The delinquency rate includes loans that are at least one payment past due; however, it does not include loans in the process of foreclosure.
Also reaching the lowest level since the first quarter of 2007, the percentage of loans on which foreclosure actions were started during the second quarter decreased to 0.64% from 0.70%.
Meanwhile, the serious delinquency rate, which includes loans that are 90+ days past due, sank to 5.8%, a drop of 51 basis points from the first quarter.
The combined percentage of loans at least one payment past due or in foreclosure was at its lowest level in five years, decreasing to 10.13%, 17 basis points lower than last quarter and 149 basis points lower than the same quarter a year ago.
“For most of the country, delinquencies and foreclosures have returned to more normal historical levels.

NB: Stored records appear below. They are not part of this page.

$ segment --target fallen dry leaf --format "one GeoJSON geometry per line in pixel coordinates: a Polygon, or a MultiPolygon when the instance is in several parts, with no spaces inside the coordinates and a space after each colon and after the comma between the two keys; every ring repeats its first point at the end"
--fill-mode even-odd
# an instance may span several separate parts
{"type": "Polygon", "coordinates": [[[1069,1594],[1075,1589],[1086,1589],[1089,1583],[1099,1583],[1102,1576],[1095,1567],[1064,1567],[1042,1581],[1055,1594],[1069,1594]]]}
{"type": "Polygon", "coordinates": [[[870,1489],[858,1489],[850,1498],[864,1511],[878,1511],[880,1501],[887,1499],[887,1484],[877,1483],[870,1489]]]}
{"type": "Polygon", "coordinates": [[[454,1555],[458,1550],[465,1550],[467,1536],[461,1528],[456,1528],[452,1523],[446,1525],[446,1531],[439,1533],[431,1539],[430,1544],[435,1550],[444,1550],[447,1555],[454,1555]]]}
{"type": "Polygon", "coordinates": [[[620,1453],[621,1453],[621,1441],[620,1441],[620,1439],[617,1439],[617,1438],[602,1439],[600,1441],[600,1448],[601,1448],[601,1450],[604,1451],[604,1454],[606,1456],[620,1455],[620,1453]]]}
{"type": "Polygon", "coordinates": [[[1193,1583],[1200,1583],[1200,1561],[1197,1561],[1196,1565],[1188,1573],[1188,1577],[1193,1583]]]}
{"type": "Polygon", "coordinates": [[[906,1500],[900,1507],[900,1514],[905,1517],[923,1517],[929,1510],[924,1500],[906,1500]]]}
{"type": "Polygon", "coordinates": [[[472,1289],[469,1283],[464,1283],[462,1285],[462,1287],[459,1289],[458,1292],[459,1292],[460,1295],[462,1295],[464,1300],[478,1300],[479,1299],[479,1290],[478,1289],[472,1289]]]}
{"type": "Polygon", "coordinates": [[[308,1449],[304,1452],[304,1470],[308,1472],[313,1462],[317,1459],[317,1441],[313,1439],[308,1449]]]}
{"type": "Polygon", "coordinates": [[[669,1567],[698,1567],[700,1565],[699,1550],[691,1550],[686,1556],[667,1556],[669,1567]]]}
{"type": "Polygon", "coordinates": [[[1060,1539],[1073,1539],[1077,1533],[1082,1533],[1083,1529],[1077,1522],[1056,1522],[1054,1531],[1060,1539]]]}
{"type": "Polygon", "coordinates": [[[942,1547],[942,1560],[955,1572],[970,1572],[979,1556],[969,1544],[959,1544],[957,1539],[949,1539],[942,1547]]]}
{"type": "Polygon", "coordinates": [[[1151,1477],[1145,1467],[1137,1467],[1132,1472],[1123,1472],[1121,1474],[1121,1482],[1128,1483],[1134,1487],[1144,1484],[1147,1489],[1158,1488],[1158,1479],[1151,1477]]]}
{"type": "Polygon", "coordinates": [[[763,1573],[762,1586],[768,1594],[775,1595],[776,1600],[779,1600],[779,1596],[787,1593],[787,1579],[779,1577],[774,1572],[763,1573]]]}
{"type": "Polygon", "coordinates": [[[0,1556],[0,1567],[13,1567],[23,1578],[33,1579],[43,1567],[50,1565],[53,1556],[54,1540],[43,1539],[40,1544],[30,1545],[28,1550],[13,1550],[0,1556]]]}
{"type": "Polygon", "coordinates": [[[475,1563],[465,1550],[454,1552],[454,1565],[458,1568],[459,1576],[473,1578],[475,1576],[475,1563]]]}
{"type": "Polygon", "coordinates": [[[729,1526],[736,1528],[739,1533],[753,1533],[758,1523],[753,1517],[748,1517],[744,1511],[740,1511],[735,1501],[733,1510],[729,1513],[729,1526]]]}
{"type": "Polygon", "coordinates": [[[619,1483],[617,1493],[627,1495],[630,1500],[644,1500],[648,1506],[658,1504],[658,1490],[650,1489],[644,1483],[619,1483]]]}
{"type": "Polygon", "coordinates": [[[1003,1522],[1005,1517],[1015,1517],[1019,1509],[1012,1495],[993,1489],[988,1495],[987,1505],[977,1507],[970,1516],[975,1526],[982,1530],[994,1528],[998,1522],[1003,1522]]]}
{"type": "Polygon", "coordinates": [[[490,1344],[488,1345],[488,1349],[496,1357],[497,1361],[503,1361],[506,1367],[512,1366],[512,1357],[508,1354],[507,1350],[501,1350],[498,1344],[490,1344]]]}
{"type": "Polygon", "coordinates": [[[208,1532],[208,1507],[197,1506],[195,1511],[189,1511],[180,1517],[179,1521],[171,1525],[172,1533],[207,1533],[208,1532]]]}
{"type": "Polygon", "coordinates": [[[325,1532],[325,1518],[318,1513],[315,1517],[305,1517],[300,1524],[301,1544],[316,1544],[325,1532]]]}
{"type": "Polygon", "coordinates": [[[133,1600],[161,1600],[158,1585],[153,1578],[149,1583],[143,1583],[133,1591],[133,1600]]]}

Most states are at or only slightly above longer-term averages, and some of the worst-hit states are showing improvement,” the MBA stated.
As a whole, the delinquency rate dropped for all loan types except FHA loans.
The FHA 30-day delinquency rate increased by 26 basis points, while the rate for prime, fixed loans and prime ARM loans fell 23 basis points to 3.54% and 87 basis points to 6.75%, respectively.
Additionally, the foreclosure inventory rate plummeted to 3.33%, with the foreclosure inventory rate for prime fixed loans dropping 27 basis points to 1.71%.
Looking at individual states, foreclosure starts fell or were unchanged in 43 states and the foreclosure inventory rate either improved or was unchanged in 45 states, Jay Brinkmann, MBA’s chief economist and senior vice president of research and economics, said.
“Both judicial systems and states with nonjudicial systems declined to recent lows, with judicial states seeing the lowest foreclosure inventory since 2009 and nonjudicial states seeing the lowest foreclosure inventory since 2007,” Brinkmann said.
“While overall economic growth and jobs creation have been less than robust, the improvements have not been consistent across the country or all sectors,” he added. “The result is that those states with the weakest economic growth and the most sclerotic foreclosure systems have seen the slowest improvements in delinquency and foreclosure rates.”